L’état agit durant cette période de crise sanitaire et profite de durcir la répression des automobilistes.
Si vous êtes l’auteur d’une infraction pour avoir utilisé votre téléphone au volant alors, vous devez être très attentif à ce qui suit.
En effet, la lutte contre l’utilisation du téléphone et de l’alcoolémie au volant devient un thème récurrent ces dernières années. Cela n’a pas toujours été le cas, mais cela change désormais.

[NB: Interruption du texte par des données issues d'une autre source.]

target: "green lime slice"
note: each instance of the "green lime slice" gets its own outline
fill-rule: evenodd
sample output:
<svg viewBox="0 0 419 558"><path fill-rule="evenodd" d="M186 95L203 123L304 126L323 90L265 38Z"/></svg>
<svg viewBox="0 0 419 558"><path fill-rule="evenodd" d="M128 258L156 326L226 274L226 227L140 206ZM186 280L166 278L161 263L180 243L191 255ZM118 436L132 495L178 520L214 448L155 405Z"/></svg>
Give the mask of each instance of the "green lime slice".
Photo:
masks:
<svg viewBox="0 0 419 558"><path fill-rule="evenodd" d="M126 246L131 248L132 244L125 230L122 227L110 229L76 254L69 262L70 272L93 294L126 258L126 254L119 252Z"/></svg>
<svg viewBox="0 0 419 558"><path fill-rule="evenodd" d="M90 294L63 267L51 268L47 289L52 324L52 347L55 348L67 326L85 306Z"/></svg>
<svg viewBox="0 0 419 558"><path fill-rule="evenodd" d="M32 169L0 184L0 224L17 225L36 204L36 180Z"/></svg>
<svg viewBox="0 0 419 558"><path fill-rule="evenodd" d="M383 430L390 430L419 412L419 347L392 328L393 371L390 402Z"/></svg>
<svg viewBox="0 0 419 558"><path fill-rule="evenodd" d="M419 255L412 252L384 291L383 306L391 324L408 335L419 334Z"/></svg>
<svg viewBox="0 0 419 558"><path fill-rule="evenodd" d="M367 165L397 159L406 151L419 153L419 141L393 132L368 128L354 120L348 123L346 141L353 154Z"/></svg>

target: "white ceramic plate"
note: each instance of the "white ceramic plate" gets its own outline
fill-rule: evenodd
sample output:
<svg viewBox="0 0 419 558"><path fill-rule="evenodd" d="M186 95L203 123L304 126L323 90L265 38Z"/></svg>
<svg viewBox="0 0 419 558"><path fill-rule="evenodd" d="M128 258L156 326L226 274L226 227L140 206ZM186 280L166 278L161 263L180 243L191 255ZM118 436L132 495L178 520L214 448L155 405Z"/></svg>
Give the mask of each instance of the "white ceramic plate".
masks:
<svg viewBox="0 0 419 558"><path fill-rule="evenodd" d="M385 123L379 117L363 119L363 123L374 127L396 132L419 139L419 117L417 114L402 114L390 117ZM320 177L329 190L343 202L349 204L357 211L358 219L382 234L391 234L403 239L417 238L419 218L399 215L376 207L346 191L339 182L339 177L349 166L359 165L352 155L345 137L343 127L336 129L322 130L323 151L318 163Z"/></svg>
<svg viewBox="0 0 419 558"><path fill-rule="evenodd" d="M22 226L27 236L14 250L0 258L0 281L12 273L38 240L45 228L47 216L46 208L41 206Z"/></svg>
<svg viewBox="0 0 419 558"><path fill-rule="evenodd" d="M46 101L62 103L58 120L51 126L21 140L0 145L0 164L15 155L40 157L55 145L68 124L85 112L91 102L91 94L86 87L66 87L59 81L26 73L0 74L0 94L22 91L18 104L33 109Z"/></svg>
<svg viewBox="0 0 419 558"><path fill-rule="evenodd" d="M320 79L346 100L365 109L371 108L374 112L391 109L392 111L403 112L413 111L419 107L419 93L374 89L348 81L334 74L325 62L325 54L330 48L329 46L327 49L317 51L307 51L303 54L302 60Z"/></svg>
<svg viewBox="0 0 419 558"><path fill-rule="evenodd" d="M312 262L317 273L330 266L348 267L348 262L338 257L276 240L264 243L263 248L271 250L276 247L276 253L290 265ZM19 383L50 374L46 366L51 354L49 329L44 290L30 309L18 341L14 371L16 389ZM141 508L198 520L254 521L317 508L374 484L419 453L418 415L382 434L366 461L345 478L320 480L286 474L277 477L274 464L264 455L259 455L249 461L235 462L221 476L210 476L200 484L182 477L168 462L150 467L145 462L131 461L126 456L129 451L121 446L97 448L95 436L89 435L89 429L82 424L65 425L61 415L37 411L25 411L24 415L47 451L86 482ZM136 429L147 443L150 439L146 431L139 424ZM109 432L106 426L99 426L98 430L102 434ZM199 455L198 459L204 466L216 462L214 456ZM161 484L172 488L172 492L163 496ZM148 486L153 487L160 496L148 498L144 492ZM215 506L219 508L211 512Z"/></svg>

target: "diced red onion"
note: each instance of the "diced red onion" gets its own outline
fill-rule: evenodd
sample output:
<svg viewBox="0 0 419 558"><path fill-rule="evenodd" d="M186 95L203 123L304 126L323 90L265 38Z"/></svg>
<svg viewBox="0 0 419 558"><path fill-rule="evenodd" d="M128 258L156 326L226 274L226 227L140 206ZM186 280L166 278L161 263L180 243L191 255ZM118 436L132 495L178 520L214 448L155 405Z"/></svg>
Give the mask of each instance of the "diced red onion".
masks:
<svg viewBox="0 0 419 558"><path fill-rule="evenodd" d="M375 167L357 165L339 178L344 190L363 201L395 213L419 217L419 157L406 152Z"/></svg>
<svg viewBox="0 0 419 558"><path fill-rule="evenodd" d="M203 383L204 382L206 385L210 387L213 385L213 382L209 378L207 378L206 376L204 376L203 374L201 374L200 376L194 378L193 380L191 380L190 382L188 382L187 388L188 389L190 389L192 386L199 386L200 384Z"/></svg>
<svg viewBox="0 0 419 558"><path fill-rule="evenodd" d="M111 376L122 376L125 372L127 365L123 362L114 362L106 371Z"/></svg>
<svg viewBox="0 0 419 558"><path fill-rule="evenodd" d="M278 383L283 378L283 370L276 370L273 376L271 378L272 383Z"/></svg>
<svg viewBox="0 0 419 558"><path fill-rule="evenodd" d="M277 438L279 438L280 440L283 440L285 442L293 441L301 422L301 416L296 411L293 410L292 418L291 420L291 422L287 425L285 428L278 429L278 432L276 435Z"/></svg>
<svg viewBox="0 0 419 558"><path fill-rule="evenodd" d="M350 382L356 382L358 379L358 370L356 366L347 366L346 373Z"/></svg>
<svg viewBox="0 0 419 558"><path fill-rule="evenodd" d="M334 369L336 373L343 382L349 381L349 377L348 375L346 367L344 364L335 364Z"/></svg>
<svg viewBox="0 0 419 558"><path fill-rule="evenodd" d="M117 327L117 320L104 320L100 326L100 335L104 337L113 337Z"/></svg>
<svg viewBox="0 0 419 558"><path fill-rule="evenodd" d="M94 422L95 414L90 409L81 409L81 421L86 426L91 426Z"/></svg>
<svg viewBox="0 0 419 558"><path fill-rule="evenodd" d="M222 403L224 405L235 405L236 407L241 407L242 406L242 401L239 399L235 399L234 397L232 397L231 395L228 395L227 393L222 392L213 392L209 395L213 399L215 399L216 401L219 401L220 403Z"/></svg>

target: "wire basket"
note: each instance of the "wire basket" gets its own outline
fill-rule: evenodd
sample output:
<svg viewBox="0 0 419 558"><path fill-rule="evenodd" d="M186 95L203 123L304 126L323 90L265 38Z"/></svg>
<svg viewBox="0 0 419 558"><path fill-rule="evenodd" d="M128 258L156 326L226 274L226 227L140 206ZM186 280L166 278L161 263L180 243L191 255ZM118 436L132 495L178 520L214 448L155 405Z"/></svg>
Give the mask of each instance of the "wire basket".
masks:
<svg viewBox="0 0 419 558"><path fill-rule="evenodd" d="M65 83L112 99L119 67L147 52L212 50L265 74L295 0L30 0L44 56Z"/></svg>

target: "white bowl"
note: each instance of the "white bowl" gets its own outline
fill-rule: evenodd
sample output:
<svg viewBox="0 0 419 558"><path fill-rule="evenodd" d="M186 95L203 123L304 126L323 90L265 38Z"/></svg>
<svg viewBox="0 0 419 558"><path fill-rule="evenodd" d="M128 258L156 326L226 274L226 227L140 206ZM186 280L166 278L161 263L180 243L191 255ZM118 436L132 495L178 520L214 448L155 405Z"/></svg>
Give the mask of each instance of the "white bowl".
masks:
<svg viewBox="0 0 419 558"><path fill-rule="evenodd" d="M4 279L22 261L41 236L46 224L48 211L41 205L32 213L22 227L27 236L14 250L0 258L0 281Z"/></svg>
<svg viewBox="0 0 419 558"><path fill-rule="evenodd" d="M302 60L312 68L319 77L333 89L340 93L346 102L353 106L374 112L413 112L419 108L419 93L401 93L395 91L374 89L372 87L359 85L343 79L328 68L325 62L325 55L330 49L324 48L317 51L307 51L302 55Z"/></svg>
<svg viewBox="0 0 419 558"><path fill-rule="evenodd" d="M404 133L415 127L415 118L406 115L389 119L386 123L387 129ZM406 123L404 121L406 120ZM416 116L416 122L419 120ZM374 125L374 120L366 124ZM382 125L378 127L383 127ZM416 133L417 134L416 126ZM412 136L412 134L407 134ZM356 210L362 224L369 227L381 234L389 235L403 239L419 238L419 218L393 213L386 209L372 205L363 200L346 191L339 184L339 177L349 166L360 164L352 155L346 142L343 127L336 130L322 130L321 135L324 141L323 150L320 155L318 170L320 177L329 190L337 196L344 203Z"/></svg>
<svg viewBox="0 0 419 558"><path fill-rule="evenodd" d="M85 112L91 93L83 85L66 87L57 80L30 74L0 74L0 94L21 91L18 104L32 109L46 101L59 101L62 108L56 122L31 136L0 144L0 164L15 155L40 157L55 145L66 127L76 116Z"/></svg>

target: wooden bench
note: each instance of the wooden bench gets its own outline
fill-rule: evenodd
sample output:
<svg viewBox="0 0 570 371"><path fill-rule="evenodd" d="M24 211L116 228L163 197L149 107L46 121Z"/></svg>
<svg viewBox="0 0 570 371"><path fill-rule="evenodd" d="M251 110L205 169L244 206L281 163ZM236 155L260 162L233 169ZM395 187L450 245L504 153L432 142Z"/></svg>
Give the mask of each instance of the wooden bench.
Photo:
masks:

L’infraction de conduite avec un téléphone en main depuis le décret du 31 mars 2003
Prévue par les dispositions de l’article R. 412-6-1 du code de la route, l’utilisation d’un portable en conduisant était sanctionné en raison de sa dangerosité.
Si vous ne deviez pas risquer que 2 points, vous avez beaucoup de choix ont changé depuis.

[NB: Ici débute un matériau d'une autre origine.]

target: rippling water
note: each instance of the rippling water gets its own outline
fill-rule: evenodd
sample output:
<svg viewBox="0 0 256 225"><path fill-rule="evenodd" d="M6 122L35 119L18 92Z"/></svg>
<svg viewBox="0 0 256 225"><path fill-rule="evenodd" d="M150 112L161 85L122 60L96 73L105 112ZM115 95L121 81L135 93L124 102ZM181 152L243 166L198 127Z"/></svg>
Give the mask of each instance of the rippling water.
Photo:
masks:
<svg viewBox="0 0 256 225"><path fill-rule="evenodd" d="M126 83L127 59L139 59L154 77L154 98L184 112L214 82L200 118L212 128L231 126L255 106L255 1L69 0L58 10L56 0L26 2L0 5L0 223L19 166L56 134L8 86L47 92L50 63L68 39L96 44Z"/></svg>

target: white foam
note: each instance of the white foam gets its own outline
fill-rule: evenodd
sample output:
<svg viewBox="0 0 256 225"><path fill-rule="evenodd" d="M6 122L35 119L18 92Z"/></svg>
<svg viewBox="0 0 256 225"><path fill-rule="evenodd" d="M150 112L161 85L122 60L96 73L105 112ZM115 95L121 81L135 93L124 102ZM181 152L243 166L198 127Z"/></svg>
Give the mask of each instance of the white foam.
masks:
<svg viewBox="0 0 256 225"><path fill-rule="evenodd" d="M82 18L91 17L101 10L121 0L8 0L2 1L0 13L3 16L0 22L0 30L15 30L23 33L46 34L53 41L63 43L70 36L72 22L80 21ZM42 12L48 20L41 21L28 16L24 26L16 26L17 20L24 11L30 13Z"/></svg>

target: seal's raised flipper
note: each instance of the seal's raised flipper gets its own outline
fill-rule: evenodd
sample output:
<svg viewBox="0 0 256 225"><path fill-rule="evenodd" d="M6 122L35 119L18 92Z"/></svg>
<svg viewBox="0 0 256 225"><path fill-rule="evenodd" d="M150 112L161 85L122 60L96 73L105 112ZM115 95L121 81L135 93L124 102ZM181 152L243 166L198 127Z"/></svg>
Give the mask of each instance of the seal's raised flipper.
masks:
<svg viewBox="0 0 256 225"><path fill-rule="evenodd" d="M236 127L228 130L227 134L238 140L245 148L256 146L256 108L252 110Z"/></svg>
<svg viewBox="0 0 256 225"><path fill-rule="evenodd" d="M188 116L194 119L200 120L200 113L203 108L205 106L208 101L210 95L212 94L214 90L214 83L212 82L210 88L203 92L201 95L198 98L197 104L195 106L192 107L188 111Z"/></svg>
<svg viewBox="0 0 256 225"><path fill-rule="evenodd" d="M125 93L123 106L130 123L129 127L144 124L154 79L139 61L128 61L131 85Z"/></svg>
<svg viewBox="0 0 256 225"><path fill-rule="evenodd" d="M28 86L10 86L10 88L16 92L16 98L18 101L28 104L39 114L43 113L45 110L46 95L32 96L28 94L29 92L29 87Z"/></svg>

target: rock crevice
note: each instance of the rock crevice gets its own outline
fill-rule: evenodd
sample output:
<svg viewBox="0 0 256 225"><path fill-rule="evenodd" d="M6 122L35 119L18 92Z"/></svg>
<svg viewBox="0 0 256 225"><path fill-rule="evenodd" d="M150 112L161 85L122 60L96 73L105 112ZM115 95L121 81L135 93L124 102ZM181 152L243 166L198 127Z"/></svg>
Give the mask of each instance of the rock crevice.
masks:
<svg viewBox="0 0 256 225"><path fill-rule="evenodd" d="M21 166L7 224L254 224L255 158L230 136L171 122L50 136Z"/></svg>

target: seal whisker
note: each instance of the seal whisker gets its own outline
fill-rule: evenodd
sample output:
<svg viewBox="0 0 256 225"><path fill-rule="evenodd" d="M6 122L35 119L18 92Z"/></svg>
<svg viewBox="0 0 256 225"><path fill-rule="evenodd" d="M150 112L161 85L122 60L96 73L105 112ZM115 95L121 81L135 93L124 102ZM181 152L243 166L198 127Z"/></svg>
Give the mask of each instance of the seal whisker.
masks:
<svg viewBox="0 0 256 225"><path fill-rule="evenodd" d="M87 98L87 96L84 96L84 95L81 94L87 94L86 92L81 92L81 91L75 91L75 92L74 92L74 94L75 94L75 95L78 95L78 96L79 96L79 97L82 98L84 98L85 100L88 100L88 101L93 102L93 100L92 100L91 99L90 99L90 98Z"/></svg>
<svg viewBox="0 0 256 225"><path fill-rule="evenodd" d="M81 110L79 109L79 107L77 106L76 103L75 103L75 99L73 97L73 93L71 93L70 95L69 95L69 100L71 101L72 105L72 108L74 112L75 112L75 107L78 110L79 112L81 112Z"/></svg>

L’infraction de conduite en tenant son téléphone en main est une contravention au sens de l’article R. 412-6-1 du code de la route, dont la rédaction a été enrichie par les textes successifs. Elle n’exige pas que le conducteur soit en communication : le seul fait de tenir l’appareil suffit à caractériser l’élément matériel de l’infraction.
Le décret du 3 janvier 2012 et le changement de perte de points
Ainsi dès le décret du 3 janvier 2012, la perte de points est passé de 2 à 3 et la contravention de la 2ème classe vers la 4ème.
Mais ce n’est pas tout, l’amende aussi a été majoré passant désormais à 135 euros.
Lors du Comité interministériel de la sécurité routière (CISR) en 2018, le gouvernement a annoncé des objectifs et des mesures choc pour faire baisser le nombre de morts.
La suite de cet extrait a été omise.